Fokus auf die Zukunft: Unternehmen, Gewerkschaft und Arbeitnehmervertretung richten den Blick nach vorn und bekräftigen ihr Bekenntnis zur Sozialpartnerschaft und Mitbestimmung.
Zirndorf/Nürnberg, 5. August 2026 – Nach konstruktiven und von gegenseitigem Respekt geprägten Gesprächen haben die geobra Brandstätter Stiftung & Co.
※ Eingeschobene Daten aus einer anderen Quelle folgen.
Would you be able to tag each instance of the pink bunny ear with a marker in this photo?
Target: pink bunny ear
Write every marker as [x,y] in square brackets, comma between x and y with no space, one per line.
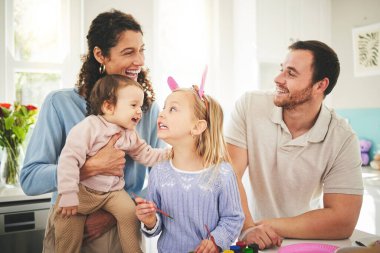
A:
[172,83]
[201,89]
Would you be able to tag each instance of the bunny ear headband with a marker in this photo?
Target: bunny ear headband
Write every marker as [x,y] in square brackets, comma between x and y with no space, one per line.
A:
[200,91]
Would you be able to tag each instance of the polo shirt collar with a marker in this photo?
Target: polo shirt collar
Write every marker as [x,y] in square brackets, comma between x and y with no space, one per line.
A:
[317,133]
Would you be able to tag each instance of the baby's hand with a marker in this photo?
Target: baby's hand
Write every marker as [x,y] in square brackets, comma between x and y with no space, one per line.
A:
[68,211]
[146,212]
[206,246]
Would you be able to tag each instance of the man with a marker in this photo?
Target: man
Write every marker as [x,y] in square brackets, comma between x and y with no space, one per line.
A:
[297,151]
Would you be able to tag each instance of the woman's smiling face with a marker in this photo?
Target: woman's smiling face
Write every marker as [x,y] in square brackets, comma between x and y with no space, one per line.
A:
[127,57]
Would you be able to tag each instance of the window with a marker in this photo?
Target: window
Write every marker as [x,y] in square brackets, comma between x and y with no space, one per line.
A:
[38,49]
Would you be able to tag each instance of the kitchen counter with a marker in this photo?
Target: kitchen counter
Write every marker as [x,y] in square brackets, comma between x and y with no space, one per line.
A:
[356,236]
[369,219]
[16,194]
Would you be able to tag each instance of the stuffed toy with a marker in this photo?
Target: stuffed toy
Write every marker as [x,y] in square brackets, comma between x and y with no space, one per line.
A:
[376,161]
[365,146]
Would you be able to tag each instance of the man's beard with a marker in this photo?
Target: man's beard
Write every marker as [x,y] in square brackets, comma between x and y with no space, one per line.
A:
[294,99]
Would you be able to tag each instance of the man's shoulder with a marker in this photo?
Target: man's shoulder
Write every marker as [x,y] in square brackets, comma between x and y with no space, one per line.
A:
[340,124]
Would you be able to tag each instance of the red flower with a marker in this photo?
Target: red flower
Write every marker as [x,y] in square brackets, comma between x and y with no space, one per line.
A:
[31,107]
[5,105]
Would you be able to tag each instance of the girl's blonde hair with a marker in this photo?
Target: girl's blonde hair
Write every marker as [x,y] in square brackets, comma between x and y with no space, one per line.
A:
[210,144]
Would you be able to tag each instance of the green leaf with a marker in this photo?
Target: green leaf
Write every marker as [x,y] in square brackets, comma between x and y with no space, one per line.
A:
[9,122]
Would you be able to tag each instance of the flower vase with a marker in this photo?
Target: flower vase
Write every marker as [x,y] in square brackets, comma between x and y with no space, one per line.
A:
[11,162]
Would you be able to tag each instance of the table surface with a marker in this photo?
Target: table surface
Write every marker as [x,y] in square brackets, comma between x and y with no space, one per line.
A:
[356,236]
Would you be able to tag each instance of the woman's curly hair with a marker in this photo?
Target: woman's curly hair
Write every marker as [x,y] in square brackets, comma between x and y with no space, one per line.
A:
[104,33]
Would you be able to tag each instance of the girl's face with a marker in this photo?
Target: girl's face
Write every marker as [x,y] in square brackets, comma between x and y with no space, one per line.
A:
[127,57]
[127,111]
[177,118]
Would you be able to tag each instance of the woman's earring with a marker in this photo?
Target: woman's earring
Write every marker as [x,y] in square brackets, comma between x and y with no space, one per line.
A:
[102,68]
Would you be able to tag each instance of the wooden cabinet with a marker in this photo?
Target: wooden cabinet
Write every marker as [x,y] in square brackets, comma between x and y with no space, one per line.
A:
[281,22]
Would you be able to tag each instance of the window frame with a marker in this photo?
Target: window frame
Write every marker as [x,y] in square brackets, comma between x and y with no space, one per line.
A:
[73,45]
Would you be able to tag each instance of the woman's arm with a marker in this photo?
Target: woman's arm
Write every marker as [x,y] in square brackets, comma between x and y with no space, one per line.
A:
[39,172]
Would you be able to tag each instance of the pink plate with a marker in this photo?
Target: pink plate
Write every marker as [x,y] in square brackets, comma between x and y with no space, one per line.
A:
[308,248]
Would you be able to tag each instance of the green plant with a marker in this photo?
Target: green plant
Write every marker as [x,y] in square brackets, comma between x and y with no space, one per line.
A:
[14,126]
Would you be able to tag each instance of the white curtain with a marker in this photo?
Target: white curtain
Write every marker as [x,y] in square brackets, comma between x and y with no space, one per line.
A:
[190,34]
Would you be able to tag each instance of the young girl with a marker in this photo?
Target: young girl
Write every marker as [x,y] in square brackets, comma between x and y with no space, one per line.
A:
[115,108]
[197,186]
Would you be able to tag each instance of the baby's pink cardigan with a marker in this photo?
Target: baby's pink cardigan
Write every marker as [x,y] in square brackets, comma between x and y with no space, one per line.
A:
[84,140]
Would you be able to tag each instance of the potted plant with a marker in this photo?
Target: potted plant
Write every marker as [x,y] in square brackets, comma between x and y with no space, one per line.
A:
[14,126]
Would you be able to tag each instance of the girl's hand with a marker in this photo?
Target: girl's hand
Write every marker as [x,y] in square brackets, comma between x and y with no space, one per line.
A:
[68,211]
[206,246]
[146,212]
[107,161]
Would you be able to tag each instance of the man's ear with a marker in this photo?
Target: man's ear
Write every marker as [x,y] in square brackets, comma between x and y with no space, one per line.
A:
[107,108]
[322,85]
[98,54]
[199,127]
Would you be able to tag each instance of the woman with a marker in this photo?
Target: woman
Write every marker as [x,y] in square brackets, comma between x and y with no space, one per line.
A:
[115,46]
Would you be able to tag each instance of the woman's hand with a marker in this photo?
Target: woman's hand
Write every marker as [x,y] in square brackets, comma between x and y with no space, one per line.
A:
[263,235]
[146,212]
[97,224]
[206,246]
[108,161]
[68,211]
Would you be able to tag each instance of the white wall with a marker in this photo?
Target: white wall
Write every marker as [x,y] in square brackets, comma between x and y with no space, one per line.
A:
[351,91]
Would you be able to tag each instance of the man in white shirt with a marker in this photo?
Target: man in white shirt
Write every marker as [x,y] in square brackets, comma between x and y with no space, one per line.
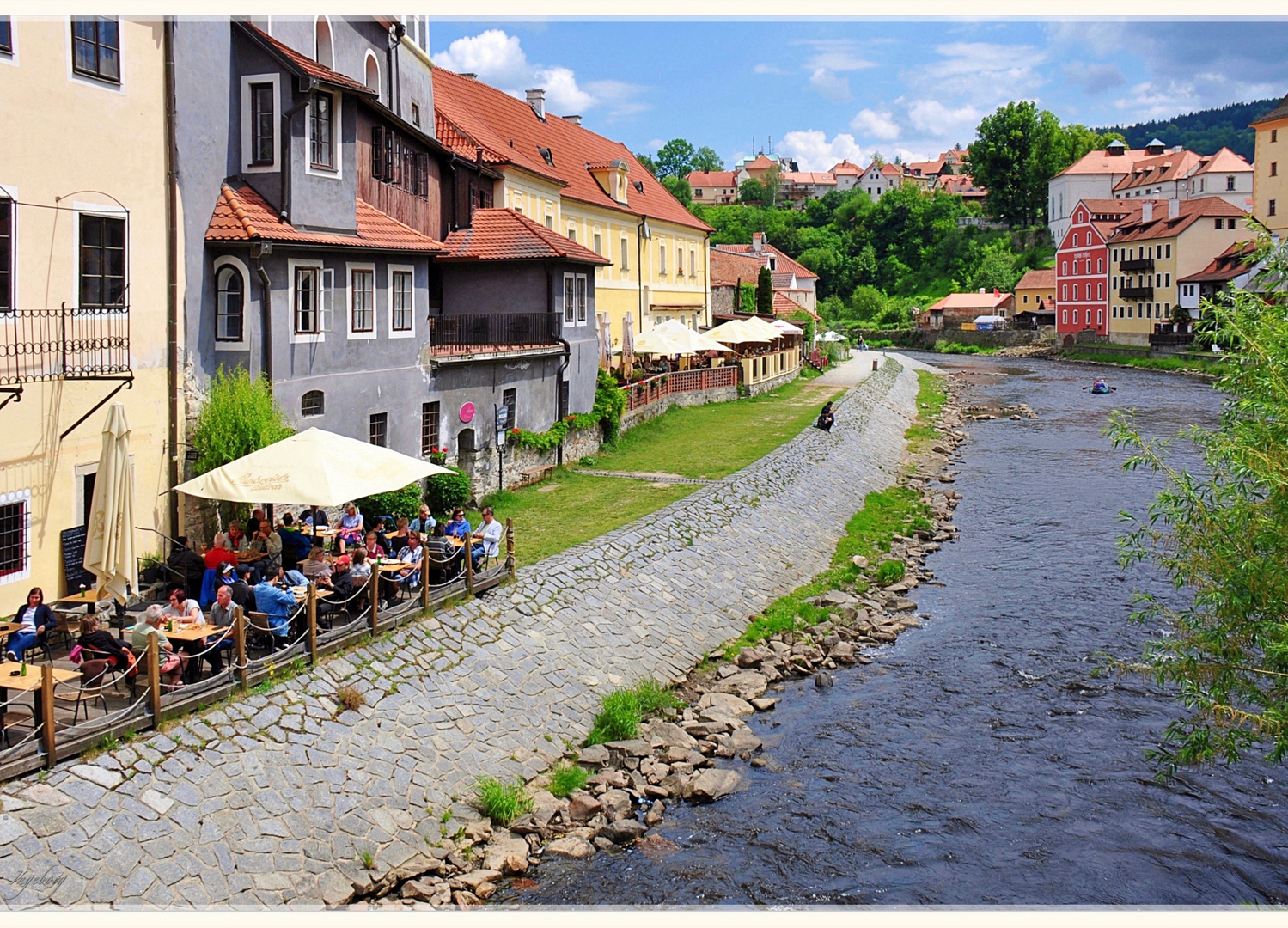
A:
[491,534]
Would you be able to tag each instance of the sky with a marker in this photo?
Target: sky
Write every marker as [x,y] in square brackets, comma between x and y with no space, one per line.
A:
[826,90]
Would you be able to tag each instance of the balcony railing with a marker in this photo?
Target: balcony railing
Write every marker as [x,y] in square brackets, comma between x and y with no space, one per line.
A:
[70,345]
[479,333]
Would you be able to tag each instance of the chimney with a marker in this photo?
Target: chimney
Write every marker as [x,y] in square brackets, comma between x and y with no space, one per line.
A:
[537,101]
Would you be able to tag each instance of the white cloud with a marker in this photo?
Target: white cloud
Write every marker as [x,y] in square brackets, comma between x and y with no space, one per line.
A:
[877,124]
[497,58]
[815,152]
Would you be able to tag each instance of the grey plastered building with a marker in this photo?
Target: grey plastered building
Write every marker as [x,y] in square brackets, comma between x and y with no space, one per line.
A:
[330,244]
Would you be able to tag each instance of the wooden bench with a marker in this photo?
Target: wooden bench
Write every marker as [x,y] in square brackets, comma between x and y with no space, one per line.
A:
[536,474]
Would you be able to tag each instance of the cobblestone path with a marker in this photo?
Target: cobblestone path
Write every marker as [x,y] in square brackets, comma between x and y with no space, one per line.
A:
[275,798]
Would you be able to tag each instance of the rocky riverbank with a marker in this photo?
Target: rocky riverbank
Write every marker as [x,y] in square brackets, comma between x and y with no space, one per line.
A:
[693,754]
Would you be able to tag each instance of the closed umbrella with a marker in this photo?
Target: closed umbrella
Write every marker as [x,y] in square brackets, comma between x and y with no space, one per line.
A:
[314,467]
[110,535]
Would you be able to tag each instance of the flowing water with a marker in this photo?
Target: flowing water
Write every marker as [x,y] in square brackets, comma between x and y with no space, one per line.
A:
[980,760]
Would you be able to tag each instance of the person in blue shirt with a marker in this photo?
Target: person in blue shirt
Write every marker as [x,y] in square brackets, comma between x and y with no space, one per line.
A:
[278,603]
[459,526]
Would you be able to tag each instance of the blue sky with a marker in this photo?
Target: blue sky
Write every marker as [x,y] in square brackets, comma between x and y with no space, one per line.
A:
[833,89]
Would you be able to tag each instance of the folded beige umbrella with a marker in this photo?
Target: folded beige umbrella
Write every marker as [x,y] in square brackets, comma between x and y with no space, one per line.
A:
[110,533]
[314,467]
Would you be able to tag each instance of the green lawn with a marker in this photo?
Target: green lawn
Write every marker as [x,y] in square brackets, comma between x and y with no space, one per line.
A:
[712,441]
[568,508]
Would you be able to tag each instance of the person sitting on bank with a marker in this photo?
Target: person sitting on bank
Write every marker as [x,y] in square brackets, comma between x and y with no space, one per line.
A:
[351,526]
[423,523]
[36,619]
[101,650]
[491,534]
[278,603]
[459,526]
[170,665]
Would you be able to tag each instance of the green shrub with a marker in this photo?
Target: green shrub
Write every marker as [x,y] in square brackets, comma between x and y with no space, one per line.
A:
[395,503]
[890,571]
[567,778]
[501,802]
[443,492]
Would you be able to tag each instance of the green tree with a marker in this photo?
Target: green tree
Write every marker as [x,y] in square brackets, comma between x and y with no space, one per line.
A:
[675,159]
[679,188]
[1218,533]
[766,291]
[240,415]
[706,159]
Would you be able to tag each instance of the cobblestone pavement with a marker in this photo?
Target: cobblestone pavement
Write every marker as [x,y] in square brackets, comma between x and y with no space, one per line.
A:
[276,798]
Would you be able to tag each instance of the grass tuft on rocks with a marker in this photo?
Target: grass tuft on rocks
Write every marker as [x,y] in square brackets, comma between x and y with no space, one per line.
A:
[567,778]
[622,711]
[503,802]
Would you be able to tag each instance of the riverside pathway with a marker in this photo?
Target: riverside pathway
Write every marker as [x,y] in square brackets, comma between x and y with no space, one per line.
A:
[276,799]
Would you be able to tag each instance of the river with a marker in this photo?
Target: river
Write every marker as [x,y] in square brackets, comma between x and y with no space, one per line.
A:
[980,760]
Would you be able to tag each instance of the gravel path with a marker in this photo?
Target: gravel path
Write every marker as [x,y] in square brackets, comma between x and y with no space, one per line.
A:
[275,799]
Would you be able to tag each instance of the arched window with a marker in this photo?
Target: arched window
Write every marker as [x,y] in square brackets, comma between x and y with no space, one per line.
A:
[229,303]
[312,404]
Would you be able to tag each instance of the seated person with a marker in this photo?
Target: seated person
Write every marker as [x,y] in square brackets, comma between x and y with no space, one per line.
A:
[351,526]
[101,650]
[219,553]
[278,603]
[424,522]
[182,608]
[490,535]
[459,526]
[36,619]
[170,664]
[316,567]
[443,564]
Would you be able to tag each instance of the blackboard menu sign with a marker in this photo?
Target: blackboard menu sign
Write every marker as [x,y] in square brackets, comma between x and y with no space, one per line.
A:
[74,561]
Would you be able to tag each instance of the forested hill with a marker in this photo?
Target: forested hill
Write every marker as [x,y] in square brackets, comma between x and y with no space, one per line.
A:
[1203,131]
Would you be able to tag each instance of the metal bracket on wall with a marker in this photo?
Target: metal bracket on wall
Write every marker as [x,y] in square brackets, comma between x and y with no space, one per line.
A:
[126,382]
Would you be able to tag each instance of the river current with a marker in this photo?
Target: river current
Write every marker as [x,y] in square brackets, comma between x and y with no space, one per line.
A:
[980,760]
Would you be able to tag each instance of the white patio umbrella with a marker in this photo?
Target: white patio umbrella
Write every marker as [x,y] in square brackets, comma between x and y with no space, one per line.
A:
[110,535]
[735,333]
[311,468]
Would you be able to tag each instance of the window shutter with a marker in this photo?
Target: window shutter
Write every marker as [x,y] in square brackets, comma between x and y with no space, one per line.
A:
[377,152]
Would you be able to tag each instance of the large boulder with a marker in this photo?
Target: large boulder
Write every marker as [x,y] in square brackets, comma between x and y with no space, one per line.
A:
[714,784]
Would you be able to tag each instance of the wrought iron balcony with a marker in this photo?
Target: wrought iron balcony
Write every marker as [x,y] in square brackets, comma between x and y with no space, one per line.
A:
[488,333]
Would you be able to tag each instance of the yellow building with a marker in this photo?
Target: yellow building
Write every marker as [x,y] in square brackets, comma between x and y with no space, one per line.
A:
[1270,169]
[591,190]
[1151,250]
[82,280]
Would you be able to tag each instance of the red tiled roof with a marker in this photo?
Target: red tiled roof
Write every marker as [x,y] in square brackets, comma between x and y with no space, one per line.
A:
[241,214]
[1229,265]
[728,268]
[505,235]
[304,64]
[1037,280]
[784,262]
[510,131]
[712,180]
[1163,227]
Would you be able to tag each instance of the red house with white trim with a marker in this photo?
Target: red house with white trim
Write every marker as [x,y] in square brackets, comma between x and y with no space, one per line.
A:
[1082,266]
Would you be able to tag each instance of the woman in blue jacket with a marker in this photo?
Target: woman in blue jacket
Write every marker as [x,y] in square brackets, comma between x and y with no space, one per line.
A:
[36,619]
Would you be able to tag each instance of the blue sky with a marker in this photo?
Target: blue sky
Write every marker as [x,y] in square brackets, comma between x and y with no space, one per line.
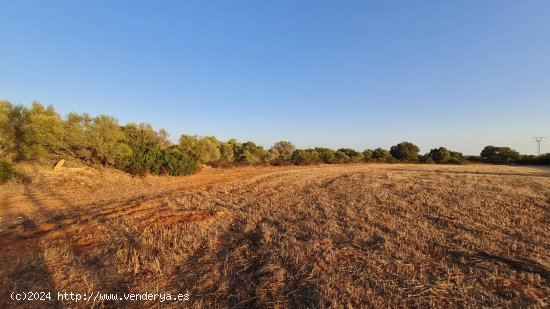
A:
[361,74]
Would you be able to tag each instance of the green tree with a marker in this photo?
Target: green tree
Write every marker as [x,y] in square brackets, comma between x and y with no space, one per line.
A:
[7,129]
[405,152]
[499,155]
[203,149]
[77,135]
[107,142]
[326,155]
[282,150]
[42,132]
[351,154]
[368,155]
[253,154]
[226,153]
[381,155]
[305,157]
[439,155]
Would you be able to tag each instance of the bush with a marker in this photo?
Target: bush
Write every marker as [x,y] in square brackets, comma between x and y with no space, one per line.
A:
[204,149]
[326,155]
[42,132]
[7,172]
[305,157]
[381,155]
[282,151]
[405,151]
[499,155]
[175,163]
[350,155]
[367,155]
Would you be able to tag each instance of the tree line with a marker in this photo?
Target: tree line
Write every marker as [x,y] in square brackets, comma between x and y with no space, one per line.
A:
[39,133]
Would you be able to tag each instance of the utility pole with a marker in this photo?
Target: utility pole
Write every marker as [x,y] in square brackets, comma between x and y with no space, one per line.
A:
[538,139]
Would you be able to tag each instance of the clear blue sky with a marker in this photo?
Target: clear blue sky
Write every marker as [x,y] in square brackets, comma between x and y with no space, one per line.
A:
[361,74]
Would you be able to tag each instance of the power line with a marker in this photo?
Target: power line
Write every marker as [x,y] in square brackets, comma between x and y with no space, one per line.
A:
[538,139]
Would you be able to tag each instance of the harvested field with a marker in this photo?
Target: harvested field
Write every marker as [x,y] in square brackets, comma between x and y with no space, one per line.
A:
[389,235]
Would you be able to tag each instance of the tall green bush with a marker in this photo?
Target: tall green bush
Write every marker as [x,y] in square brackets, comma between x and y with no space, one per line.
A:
[7,172]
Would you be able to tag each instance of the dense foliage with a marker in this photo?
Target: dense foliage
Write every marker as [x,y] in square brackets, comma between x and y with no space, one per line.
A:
[7,172]
[39,133]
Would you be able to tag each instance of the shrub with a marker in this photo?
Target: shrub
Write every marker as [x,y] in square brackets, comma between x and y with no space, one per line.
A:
[326,155]
[250,153]
[282,151]
[41,132]
[7,172]
[352,155]
[176,163]
[405,151]
[341,157]
[204,149]
[381,155]
[367,155]
[7,128]
[107,142]
[305,157]
[439,155]
[227,155]
[544,159]
[499,155]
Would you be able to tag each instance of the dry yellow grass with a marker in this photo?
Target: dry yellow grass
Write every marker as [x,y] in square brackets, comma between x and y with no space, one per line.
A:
[330,236]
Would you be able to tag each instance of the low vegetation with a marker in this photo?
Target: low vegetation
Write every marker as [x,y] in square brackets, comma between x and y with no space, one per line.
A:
[7,172]
[330,236]
[39,133]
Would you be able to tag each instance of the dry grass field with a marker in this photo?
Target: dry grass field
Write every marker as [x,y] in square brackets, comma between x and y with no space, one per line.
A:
[340,236]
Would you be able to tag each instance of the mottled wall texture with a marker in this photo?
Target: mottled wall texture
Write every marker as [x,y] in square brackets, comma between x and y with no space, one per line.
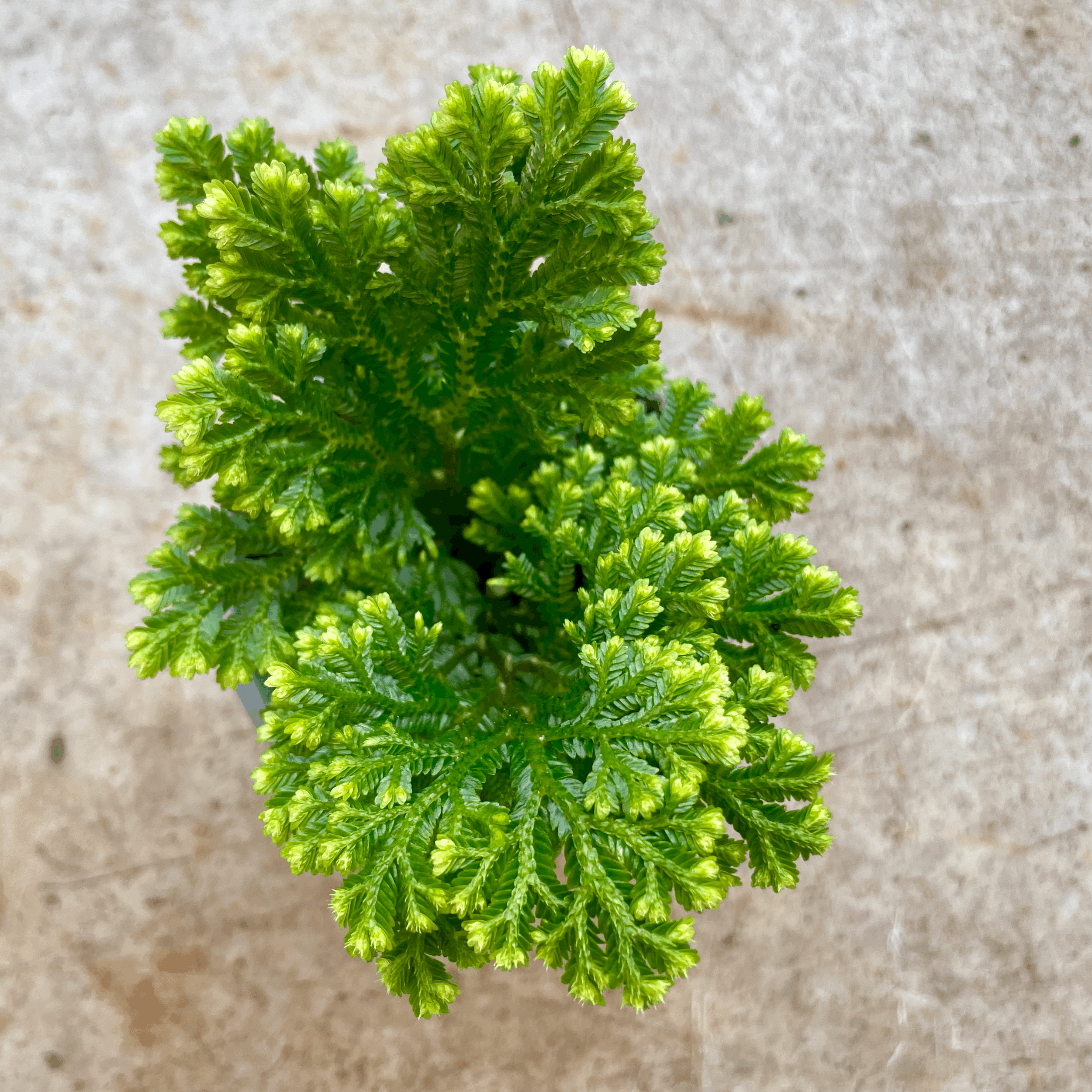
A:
[879,217]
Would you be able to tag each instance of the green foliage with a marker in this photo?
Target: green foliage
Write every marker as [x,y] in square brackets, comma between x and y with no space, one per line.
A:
[520,602]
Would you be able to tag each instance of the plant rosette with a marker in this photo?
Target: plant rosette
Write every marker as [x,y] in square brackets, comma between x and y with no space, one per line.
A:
[508,608]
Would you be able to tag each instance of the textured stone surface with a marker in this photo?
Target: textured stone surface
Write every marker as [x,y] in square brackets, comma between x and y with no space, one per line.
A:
[875,217]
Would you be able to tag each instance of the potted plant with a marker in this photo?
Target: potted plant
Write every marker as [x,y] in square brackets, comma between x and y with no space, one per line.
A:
[519,602]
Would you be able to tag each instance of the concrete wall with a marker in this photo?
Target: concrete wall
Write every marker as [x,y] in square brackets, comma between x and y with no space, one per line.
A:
[875,215]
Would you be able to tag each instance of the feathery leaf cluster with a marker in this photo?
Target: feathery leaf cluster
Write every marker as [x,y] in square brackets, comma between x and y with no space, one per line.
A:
[519,601]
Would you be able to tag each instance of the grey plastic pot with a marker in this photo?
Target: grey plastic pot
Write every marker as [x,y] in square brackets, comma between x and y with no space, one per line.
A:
[255,697]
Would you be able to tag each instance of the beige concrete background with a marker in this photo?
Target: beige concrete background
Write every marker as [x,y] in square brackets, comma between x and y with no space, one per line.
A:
[876,217]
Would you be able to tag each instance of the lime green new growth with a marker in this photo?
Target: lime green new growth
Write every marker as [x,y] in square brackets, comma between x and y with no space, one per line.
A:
[520,603]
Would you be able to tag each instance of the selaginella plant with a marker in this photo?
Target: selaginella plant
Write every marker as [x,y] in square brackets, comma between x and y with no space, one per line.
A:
[520,603]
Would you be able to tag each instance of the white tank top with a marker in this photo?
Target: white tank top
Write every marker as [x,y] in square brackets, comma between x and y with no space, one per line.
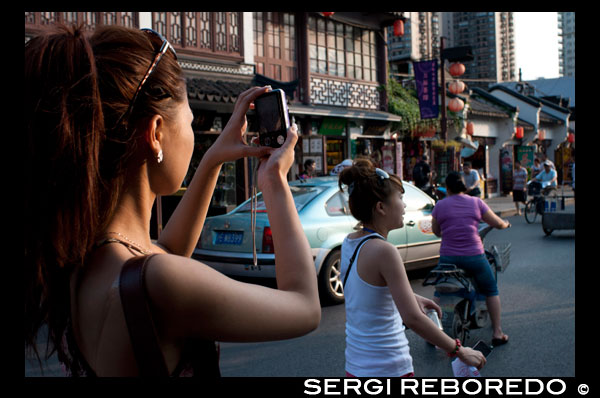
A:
[376,345]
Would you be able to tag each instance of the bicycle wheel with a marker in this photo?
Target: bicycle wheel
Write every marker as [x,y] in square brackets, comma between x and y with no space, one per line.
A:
[531,211]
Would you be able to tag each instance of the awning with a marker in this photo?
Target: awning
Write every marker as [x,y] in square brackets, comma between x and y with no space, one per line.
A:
[347,113]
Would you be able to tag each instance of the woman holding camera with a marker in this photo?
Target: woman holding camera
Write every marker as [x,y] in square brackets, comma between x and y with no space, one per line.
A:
[108,129]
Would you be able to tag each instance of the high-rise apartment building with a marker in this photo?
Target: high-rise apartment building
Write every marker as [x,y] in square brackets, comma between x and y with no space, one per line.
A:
[491,36]
[566,49]
[421,41]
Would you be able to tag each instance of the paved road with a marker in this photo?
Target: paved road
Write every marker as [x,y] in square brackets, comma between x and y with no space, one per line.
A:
[538,298]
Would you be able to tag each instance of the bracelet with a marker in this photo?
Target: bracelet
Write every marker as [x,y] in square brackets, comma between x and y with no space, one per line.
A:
[453,353]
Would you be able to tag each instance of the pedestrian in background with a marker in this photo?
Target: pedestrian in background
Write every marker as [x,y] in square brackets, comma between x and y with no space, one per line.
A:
[378,297]
[456,220]
[537,167]
[547,177]
[422,173]
[309,169]
[519,185]
[471,179]
[108,129]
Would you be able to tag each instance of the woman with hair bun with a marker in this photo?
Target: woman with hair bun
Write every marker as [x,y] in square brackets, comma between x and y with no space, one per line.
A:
[378,295]
[108,129]
[456,220]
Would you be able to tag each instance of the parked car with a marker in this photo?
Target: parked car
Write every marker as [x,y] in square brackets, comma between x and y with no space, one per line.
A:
[226,240]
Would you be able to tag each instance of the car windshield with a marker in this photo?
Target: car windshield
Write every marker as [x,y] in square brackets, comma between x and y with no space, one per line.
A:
[301,194]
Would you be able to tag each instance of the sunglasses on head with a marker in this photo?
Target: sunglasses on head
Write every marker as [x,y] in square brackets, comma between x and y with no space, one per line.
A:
[164,47]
KG, die Industriegewerkschaft IGBCE und der ehemalige Betriebsratsvorsitzende eine einvernehmliche Lösung erzielt.
Die Verständigung markiert den Abschluss der gemeinsamen Gespräche und schafft die Grundlage für die weiterhin konstruktive Zusammenarbeit. Für die geobra Brandstätter Stiftung & Co. KG steht die Einigung vor allem für die Bedeutung eines offenen Dialogs auch in schwierigen Situationen: „Wir begrüßen die erzielte Einigung. Die Gespräche haben gezeigt, dass auch in herausfordernden Situationen und bei unterschiedlichen Positionen ein konstruktiver und respektvoller Austausch möglich ist. Genau diese Form des Miteinanders verstehen wir als Grundlage guter Sozialpartnerschaft“, betont Anna Freyberger, Global Head of HR der Horst Brandstätter Group.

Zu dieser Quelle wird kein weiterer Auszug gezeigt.